Nobody kidnapped Ronnie from his business, took him to the track, stuffed him in that car then said “Hang on mother f***er” and sent him down the track. Ronnie built that car for NHRA and PDRA Top Sportsman. He had guys with him helping him try to win the race that weekend. There were hours upon hours upon hours of assembly, testing, tuning, and testing some more to make that car what it is. And the fact is a lot of us do that. Whether we have a 7.20 Malibu Wagon we bracket race, or a three second twin turbo Pro Mod we all are doing the same basic thing. We’re saying that we agree to risk our lives that we can force this car to the finish line, turn the winlight on anyway we can, for only a little bit of money, a little bit of fame, and our shot at everyone in the drag racing community knowing us forever. Now that being said if you are not aware of the consequences of this life we live then allow me to make you aware. You can die from drag racing. You can kill someone else in drag racing. You can kill an eight year old boy watching in the stand while drag racing. How do I know this? Because it’s happened. A lot of folks don’t know this but while Dodge was banned from NASCAR Richard Petty had a short stint in drag racing. Why’d it end? Because he ran into a crowd and killed some folks including a lil kid. It’s sad, yes. But it ain’t tragic. That lil boy was at a race track that didn’t have a wall. Richard lost control of his car and then some awful things happened. The people there knew there wasn’t a wall there. Nobody made them go to the track. Nobody made Richard go down the track. Just like nobody made Ronnie go down the track last weekend. Whether it was a junk track, windy, hot, cold, snowing, raining… Whatever. Ronnie knew of the conditions, got in the car and went to make a run.

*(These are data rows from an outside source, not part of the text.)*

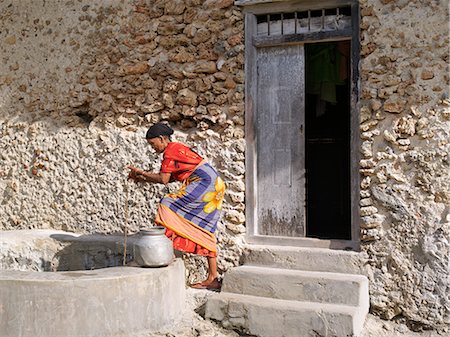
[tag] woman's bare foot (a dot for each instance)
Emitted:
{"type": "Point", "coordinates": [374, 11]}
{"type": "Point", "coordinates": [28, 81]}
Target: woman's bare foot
{"type": "Point", "coordinates": [214, 284]}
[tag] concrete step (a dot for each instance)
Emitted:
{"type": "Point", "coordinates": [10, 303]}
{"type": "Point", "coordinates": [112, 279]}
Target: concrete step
{"type": "Point", "coordinates": [301, 258]}
{"type": "Point", "coordinates": [268, 317]}
{"type": "Point", "coordinates": [321, 287]}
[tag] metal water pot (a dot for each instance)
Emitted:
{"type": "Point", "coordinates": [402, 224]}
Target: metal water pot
{"type": "Point", "coordinates": [153, 248]}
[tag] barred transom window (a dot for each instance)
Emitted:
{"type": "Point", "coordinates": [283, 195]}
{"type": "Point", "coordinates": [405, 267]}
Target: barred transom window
{"type": "Point", "coordinates": [301, 22]}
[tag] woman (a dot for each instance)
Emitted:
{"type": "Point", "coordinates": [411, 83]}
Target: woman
{"type": "Point", "coordinates": [191, 214]}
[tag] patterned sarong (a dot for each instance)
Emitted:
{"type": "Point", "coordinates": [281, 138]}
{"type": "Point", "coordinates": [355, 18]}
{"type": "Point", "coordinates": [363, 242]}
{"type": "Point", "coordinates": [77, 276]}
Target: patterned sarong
{"type": "Point", "coordinates": [194, 210]}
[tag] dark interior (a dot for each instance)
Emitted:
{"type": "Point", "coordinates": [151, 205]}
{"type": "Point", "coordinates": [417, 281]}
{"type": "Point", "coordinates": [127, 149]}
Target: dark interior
{"type": "Point", "coordinates": [327, 116]}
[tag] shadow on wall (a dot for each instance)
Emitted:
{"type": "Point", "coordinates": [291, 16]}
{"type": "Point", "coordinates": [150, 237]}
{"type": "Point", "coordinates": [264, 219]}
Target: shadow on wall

Now as for what actually killed Ronnie, I don’t know. There’s a million things in a race car that can kill you. Steering column through the chest, head & neck restraint failed, seatbelts failed, seat failed, nitrous bottle came loose and cracked his skull… Whatever it was I don’t know. I doubt we’ll ever know just because for whatever reason people decide to not talk about it. Maybe it’s threat of lawsuits and PDRA or Rockingham being shut down (which is absolutely f***ing stupid if I may add). But here’s what I think should be done:
These cars are getting faster. That’s obvious. So we need to find out what happened to Ronnie. And get guys like Jerry Bickel, Jerry Haas, Tim McCamis, Simpson, Impact, and Stroud design ways to prevent it from happening again. The big thing that everyone sees and recognize is Ronnie’s car spun around and took flight. Personally that’s what I think put him in the spot that killed him. In that circumstance if he stays on the race track I think he lives. So to fix the car from taking flight and going over the wall it’s really simple. Going back to NASCAR go look at the roof flaps. It keeps the cars on the race track. And the work AMAZINGLY WELL. That’s the only way I know of right now to keep the cars on the ground if you get spun around and it’s a start.

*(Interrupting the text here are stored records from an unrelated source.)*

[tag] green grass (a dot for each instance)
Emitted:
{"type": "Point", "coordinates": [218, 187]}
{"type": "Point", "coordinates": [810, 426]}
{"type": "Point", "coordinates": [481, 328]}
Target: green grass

So to wrap this up I first want to extend our condolences from everyone here at DragCoverage to Ronnie’s friends and family. The next thing is that I don’t think everyone needs a HANS device or roof flaps on your car. If you want to run Top Fuel in flip flops, camo shorts, a Golds Gym t-shirt and your Aviators… Go for it! I won’t stop ya. But if you think you need somethings to help keep you safe incase something goes wrong I would encourage you and/or your chassis builder to start a conversation. It’s a sad time in drag racing and I hope everyone understands that this stuff is dangerous (as if you didn’t already know). We’ll all miss ya Ronnie!